Your best bet is to use powerline adaptors or the wireless bridge. One of those options connected to the broadband adaptor with get the internet to your DECA "cloud" and provide the internet to all of your connected receivers.


----------



## Alebob911 (Mar 22, 2007)

Do any of the other receivers have a hardwire ethernet connection near them that goes back to your router?


----------



## iowaberg (May 24, 2007)

Alebob911 said:


> This is what I was talking about doing with 2 routers. http://en-us-support.belkin.com/app/answers/detail/a_id/51/kw/wireless%20repeating
> The routers you have do not support this.
> 
> Your best bet is to use powerline adaptors or the wireless bridge. One of those options connected to the broadband adaptor with get the internet to your DECA "cloud" and provide the internet to all of your connected receivers.

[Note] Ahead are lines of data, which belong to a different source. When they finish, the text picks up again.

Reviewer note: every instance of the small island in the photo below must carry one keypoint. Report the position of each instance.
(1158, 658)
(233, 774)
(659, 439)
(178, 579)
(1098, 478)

Gotcha. Any particular wireless bridge I should consider? Even if I get a bridge, I would still be able to connect to my current one or not?


----------



## iowaberg (May 24, 2007)

Alebob911 said:


> Do any of the other receivers have a hardwire ethernet connection near them that goes back to your router?


No, they do not.


----------



## Alebob911 (Mar 22, 2007)

I use NETGEAR or LINKSYS products. I like the NETGEAR one I linked too earlier. Whatever bridge you get will connect to your current Belkin router. All you have to do is setup the bridge with your SSID and security info and then it will connect to your router. Its pretty easy. Then you'll be good to go.


iowaberg said:


> Gotcha. Any particular wireless bridge I should consider? Even if I get a bridge, I would still be able to connect to my current one or not?


----------



## Alebob911 (Mar 22, 2007)

Here is the linksys one but if you need more than 1 port, you'll need a switch to connect other things to it.

http://homestore.cisco.com/en-us/adapters/linksys-WET610N_stcVVproductId65221232VVcatId543809VVviewprod.htm?icid=home_linksys_bridge_all&src2=home_linksys_bridge_all


----------



## iowaberg (May 24, 2007)

Actually, I think this would work, right?

http://www.amazon.com/ZyXEL-WAP3205-Wireless-Ethernet-universal/dp/B002LITI7K/ref=dp_cp_ob_e_title_2


----------



## Alebob911 (Mar 22, 2007)

Yes that looks like it should work.


----------